New Army multi-domain task force to be stationed in the Pacific
The Army’s newest Multi-Domain Task Force will be located somewhere in the Pacific region, the service’s top officer revealed Thursday.
“It’s going to be tied to U.S. Army Pacific [but] the final stationing decision is still to be made,” Army Chief of Staff Gen. James McConville told the Defense Writers Group Thursday. “It really depends on what it looks like.”
The first MDTF was stood up in 2017 to support the Pacific theater. A second was established in 2021 for the European theater.
The Department of Defense’s fiscal 2023 budget request, released Monday, would resource the creation of a third unit.
It is expected to conduct electronic warfare and cyber operations and support exercises and experimentation.
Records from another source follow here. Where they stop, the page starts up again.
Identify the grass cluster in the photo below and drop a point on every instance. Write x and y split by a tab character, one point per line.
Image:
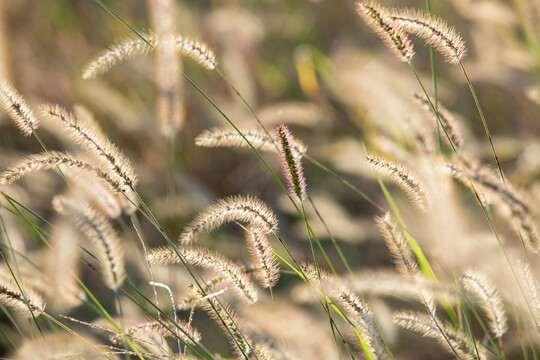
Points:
266	181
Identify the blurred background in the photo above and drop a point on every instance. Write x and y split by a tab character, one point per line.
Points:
313	65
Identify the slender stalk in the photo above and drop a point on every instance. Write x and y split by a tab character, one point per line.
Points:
484	122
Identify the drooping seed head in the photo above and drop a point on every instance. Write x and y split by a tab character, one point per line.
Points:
292	165
434	30
17	109
379	19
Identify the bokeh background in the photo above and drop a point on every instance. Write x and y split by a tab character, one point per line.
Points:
313	65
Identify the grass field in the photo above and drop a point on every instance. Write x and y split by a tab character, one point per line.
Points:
269	179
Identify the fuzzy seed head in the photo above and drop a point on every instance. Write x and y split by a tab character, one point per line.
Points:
292	165
434	30
96	144
207	259
378	18
13	103
51	160
236	208
404	258
30	302
102	235
403	177
450	338
263	257
489	299
231	138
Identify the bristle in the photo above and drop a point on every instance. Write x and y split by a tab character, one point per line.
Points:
362	317
17	109
231	138
96	144
28	304
132	47
100	195
291	163
194	295
392	284
121	51
515	206
101	233
51	160
403	177
264	257
530	289
236	208
432	29
489	298
404	259
378	18
169	91
197	50
207	259
452	339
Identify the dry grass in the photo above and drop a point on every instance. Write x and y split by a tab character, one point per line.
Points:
359	267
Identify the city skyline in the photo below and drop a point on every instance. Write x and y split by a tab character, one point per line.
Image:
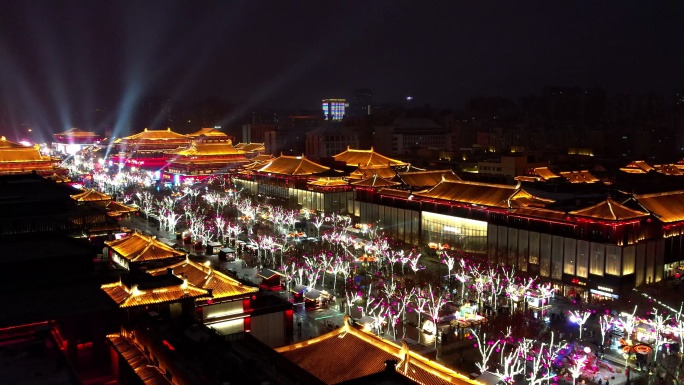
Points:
66	59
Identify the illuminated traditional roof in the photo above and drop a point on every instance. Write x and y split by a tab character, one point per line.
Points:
427	178
293	165
375	181
115	209
669	169
637	167
208	149
538	212
545	173
91	195
405	194
583	176
58	178
154	135
366	158
77	133
363	172
139	248
475	193
205	277
125	296
250	147
329	182
11	152
609	210
667	206
209	131
348	353
262	158
145	369
522	198
4	143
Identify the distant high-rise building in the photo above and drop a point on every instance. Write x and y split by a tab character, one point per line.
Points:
333	109
360	104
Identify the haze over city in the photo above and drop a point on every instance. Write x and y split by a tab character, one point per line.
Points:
82	63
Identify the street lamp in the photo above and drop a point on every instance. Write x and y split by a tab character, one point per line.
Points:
580	319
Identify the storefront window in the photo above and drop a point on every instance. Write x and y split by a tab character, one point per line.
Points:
582	259
597	259
467	234
613	260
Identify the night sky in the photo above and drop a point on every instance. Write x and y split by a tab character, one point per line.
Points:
63	58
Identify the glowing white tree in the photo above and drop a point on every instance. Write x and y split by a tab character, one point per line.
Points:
434	305
393	256
660	322
220	224
512	363
145	202
352	298
487	348
577	367
462	276
580	319
605	323
629	324
541	361
318	222
412	258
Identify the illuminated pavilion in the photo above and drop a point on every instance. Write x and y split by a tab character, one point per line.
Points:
74	140
146	149
289	178
15	158
201	160
366	158
138	249
348	353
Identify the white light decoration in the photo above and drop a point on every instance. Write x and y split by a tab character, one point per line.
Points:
580	319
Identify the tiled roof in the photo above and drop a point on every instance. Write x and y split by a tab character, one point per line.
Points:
4	143
133	296
58	178
139	248
538	212
668	206
154	135
293	165
250	147
208	149
76	133
365	158
492	195
329	182
637	167
262	158
669	169
395	193
428	178
609	210
545	173
362	172
138	361
115	208
522	198
91	195
208	131
348	353
583	176
11	153
375	181
205	277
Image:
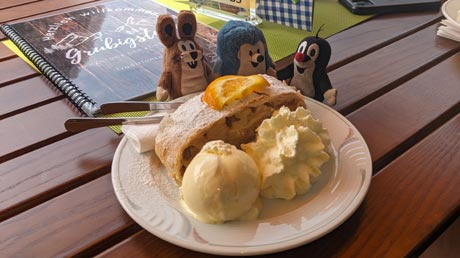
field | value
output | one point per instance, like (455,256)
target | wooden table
(398,83)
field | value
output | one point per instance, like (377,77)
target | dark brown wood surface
(398,84)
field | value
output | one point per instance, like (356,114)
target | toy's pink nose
(299,57)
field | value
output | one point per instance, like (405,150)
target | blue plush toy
(242,50)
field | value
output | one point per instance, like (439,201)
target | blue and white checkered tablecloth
(297,14)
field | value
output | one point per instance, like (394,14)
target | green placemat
(281,40)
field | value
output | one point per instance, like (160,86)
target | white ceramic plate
(152,199)
(450,10)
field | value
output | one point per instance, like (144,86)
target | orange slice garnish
(229,88)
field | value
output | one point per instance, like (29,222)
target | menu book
(109,52)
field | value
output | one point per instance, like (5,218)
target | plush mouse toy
(242,50)
(309,75)
(184,69)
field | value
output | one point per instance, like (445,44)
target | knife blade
(78,124)
(131,106)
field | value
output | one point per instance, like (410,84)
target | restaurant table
(398,84)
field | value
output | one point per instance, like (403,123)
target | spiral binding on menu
(82,101)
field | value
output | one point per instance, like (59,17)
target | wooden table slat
(11,3)
(384,225)
(374,34)
(27,94)
(65,225)
(42,174)
(35,128)
(39,7)
(371,76)
(388,122)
McConville mentioned Hawaii as one location where it might be stood up initially.
The U.S. military is looking to beef up its warfighting capabilities in the Indo-Pacific region to compete with China, which the Pentagon has labeled its “pacing challenge.”
The Army is aiming to have five MDTFs, but reaching that goal will “take some time,” McConville said. He did not say where a fourth or fifth multi-domain task force might be stationed in the future.
The concept of multi-domain operations is central to the service’s transformation efforts, Secretary of the Army Christine Wormuth said earlier this week at a defense conference hosted by The Hill.
“It’s not just about the traditional warfighting domains of air, land and sea. You now have space, you have cyber, you have information” operations, she explained. “The Multi-Domain Task Force … is designed to be able to bring together not just the traditional kinetic effects, but also to be able to leverage information, cyber and space.”